United States District Court, Southern District of Illinois, Benton Division
February 1, 1985
DISTRICT 12, UNITED MINE WORKERS OF AMERICA, ET AL., PLAINTIFFS,
PEABODY COAL COMPANY, DEFENDANT.
The opinion of the court was delivered by: Foreman, Chief Judge:
MEMORANDUM AND ORDER
This case is now before the Court on the cross-motions for
summary judgment (Document No. 7 and 16). Plaintiffs brought this
action pursuant to § 301 of the Labor Management Relations Act,
29 U.S.C. § 185, to enforce a prior arbitration award dated
October 30, 1974, rendered by arbitrator Fisher, which held that
Peabody Coal Company (Peabody) did not violate the collective
bargaining agreement by abolishing the exclusively first shift
job of belt repairmen but that Peabody did not have the right to
assign the grievants (former first shift belt repairmen) to a
rotating shift against their wills.
The plaintiffs herein allege that Peabody, pursuant to a
reduction and realignment of its work force has violated the 1974
award by assigning them to rotating shifts every two weeks.
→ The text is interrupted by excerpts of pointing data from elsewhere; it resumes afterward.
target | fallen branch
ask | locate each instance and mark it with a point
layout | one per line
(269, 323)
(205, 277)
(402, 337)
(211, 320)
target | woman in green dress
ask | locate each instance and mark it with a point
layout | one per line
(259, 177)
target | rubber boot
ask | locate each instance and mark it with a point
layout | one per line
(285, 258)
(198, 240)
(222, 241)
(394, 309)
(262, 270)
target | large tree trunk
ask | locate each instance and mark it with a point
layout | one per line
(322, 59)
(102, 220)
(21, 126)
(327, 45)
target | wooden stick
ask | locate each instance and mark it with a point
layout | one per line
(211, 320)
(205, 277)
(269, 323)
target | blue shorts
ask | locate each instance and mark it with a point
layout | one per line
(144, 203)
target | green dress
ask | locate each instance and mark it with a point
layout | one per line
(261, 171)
The defendant argues that whether or not the 1974 award is
binding in this context is a matter for arbitration and not for
this Court to decide. On the other hand, the plaintiffs argue
that since the present action concerns matters identical both as
to parties and issues as the 1974 award, this Court should
enforce the 1974 award without requiring the plaintiffs to again
submit to arbitration.
Summary judgment is appropriate only where the record shows
that "there is no genuine issue as to any material fact and that
the moving party is entitled to a judgment as a matter of law."
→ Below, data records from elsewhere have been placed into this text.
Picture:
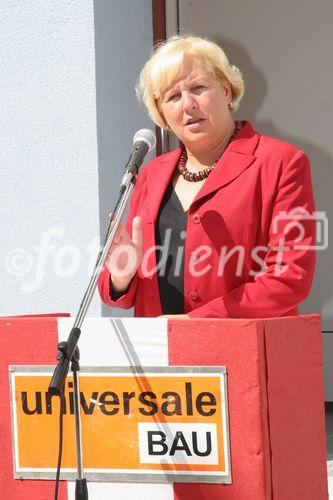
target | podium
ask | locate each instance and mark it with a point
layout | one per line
(275, 398)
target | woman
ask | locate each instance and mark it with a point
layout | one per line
(222, 226)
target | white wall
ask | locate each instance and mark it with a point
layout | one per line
(68, 115)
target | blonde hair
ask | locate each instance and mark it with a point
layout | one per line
(166, 64)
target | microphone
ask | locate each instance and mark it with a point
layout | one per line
(144, 140)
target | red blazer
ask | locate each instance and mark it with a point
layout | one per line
(241, 217)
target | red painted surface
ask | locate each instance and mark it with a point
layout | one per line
(24, 341)
(276, 412)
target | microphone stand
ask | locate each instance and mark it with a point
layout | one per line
(68, 350)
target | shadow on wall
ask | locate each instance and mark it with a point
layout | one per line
(123, 42)
(321, 163)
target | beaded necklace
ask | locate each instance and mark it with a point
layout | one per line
(202, 174)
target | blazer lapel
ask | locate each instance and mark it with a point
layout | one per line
(159, 180)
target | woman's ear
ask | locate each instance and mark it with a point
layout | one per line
(226, 85)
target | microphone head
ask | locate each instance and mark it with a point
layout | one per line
(146, 135)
Fed.R.Civ.P. 56. The party moving for summary judgment has the
burden of establishing the lack of a genuine issue of material
fact. Korf v. Ball State University, 726 F.2d 1222, 1226 (7th
Cir. 1984). The Court must view the evidence, and the reasonable
inferences to be drawn therefrom, in the light most favorable to
the party opposing summary judgment. Where the moving party fails
to meet its strict burden of proof, summary judgment cannot be
entered even if the opposing party fails to respond to the
motion. Yorger v. Pittsburg Corning Corp., 733 F.2d 1215 (7th
Where the moving party has met its initial burden and the
opposing party asserts the existence of a question of fact, the
Seventh Circuit has identified two considerations to be used in
determining whether the non-moving party has established that
there is a genuine issue as to that fact.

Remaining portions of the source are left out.